Şehinşahnâme II ve Surnâme-i Humayun’da bulunan sahnelerde esnaf geçit alaylarının hareket yönü Arap yazısındaki gibi sağdan dola doğrudur. Çift sayfa olarak yapılan minyatürlerde kompozisyonun üst yarısını her iki sayfa boyunca düğünün mekânı olan İbrahim Paşa sarayı kaplar. Sahnelerde daima sol sayfada bulunan sultan sarayın şahnişinden meydandaki (Hipodrom-At Meydanı) gösterileri izler. Sağ sayfada ise daima gösterileri izlemeye gelen yabancı devlet temsilcileri ve davetlilerin kendilerine ayrılan üç bölmeli locaları yer alır. Sahnenin alt yarısı eğlencelerin yapıldığı gösteri alanına ayrılmıştır. Bu sahne dekoru bütün düğün boyunca devam eder.
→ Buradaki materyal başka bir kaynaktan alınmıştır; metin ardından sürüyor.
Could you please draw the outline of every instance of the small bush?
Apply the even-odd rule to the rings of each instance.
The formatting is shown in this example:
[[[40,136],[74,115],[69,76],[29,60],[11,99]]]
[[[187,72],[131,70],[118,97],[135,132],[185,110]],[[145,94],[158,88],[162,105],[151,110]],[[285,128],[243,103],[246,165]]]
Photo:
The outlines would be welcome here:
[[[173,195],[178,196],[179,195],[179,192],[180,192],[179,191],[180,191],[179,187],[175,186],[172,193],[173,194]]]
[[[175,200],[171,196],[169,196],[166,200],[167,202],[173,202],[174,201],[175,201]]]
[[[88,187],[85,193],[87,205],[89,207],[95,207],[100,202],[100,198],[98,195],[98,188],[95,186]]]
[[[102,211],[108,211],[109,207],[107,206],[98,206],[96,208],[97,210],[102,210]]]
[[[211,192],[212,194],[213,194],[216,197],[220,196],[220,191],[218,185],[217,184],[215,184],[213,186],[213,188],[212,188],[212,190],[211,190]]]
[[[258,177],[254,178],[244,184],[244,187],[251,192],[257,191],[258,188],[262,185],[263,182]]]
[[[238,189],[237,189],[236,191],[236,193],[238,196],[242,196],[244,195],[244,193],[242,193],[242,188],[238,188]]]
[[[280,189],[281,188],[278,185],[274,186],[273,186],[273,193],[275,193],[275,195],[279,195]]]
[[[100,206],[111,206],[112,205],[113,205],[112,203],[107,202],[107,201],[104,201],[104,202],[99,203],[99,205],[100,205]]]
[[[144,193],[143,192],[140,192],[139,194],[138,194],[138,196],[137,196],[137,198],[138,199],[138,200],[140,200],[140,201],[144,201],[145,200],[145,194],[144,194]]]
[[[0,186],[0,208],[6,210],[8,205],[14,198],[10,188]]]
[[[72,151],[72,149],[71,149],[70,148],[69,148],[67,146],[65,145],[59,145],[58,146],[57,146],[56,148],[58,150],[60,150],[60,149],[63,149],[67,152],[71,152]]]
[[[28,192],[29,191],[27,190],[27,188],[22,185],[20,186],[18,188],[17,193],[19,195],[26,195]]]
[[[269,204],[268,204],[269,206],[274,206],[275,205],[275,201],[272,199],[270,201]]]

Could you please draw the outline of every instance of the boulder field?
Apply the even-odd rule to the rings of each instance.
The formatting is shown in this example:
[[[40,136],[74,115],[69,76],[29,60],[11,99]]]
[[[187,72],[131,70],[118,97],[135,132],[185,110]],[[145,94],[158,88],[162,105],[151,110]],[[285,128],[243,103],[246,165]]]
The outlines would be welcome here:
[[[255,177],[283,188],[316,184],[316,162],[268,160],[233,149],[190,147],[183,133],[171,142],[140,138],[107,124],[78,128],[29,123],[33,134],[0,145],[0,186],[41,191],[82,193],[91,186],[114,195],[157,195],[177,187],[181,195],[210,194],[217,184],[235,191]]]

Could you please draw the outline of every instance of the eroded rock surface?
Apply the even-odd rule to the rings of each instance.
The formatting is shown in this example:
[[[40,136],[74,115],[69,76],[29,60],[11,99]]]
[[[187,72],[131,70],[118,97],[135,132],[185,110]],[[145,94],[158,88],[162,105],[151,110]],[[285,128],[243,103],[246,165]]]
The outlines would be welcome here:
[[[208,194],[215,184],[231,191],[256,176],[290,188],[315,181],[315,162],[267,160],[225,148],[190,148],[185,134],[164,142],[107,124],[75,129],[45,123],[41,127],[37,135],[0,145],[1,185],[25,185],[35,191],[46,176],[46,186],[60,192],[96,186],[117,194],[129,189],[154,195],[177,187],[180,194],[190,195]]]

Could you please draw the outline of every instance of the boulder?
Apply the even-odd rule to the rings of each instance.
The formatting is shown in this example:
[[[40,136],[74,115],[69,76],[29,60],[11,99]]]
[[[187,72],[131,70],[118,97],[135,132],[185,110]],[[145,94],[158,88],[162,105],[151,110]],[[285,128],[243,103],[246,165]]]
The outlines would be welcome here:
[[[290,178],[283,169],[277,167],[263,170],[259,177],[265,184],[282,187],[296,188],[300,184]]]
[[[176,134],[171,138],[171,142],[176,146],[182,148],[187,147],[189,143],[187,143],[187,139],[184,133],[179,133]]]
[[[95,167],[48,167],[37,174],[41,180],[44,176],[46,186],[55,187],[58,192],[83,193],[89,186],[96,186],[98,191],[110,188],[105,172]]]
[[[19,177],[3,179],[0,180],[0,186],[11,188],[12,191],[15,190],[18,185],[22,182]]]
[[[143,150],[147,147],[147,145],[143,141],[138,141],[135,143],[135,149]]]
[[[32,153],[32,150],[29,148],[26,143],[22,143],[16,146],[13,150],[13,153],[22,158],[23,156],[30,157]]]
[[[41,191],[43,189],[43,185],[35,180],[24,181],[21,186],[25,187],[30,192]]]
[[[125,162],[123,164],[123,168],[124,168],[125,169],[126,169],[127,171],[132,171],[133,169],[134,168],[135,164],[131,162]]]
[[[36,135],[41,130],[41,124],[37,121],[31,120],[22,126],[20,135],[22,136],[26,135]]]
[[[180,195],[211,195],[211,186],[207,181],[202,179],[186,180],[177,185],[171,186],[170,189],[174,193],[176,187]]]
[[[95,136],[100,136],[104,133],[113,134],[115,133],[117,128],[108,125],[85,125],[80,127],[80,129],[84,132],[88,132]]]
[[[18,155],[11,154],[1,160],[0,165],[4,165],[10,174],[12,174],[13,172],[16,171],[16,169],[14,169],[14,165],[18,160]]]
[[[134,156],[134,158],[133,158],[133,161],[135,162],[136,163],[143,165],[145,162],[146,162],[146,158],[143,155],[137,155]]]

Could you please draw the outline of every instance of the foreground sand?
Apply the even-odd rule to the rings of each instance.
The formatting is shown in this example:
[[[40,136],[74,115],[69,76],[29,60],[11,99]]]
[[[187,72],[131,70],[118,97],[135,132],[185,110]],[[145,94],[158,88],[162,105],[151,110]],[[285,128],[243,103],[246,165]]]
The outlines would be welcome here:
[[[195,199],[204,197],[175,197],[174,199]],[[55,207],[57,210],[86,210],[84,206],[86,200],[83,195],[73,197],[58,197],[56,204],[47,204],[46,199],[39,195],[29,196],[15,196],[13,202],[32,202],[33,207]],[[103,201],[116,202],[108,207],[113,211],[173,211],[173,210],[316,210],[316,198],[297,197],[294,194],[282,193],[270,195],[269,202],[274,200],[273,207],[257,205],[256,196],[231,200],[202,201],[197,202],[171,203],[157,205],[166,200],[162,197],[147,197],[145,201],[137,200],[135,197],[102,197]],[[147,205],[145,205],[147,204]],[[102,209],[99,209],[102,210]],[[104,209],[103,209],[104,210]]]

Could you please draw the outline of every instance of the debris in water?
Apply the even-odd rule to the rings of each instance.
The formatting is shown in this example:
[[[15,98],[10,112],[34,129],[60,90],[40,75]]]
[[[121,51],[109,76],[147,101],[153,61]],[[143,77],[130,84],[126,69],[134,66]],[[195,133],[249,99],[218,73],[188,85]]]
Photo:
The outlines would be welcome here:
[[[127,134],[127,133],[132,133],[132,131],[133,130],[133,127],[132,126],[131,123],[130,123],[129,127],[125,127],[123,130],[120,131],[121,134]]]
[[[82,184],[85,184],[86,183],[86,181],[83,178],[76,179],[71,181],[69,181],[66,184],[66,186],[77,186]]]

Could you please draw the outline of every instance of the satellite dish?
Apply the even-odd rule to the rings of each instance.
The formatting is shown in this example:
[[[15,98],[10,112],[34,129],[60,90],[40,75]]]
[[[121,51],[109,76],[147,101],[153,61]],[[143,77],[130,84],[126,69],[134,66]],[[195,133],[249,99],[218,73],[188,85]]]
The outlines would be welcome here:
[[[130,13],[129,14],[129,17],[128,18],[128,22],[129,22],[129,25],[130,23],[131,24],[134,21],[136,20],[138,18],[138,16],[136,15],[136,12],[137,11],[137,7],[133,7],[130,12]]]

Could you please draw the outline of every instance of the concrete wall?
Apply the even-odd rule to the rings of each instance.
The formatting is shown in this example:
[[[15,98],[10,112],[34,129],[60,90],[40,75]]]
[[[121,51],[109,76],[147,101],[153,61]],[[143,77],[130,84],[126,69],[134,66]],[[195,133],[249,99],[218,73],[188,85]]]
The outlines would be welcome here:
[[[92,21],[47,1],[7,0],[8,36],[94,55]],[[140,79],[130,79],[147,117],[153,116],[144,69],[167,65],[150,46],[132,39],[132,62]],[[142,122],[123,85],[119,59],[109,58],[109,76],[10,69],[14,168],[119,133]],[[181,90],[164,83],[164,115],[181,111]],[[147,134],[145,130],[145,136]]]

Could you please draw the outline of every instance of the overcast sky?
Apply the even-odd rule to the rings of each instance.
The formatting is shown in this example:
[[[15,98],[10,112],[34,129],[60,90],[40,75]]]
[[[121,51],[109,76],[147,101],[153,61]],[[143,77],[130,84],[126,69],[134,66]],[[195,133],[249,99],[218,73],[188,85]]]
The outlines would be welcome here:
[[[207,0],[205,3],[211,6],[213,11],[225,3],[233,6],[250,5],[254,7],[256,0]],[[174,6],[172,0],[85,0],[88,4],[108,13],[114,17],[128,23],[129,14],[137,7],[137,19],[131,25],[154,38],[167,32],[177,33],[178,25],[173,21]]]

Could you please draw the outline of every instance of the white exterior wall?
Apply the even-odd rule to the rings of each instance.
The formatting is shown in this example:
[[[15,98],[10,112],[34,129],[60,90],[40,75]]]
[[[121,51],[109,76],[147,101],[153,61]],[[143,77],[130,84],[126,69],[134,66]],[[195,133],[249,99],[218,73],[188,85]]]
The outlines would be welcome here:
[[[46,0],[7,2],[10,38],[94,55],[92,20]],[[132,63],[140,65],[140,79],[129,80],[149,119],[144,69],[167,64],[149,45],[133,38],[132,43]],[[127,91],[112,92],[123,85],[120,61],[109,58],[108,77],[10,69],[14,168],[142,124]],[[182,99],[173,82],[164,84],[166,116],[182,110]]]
1720 şenliklerinin yansıtıldığı Surname-i Vehbi I’de (TSMK., A. 3593) görülen esnaf alayları değişik kompozisyon düzenlemesi ile dikkati çeker. Hareket bu sahnelerin özünü oluşturur. Figürler sahnenin sol üst köşesinden başlayarak sağa doğru sürekli ilerler. Bu soldan sağa doğru gelişen hareket sahne ortasında bir iki defa döner.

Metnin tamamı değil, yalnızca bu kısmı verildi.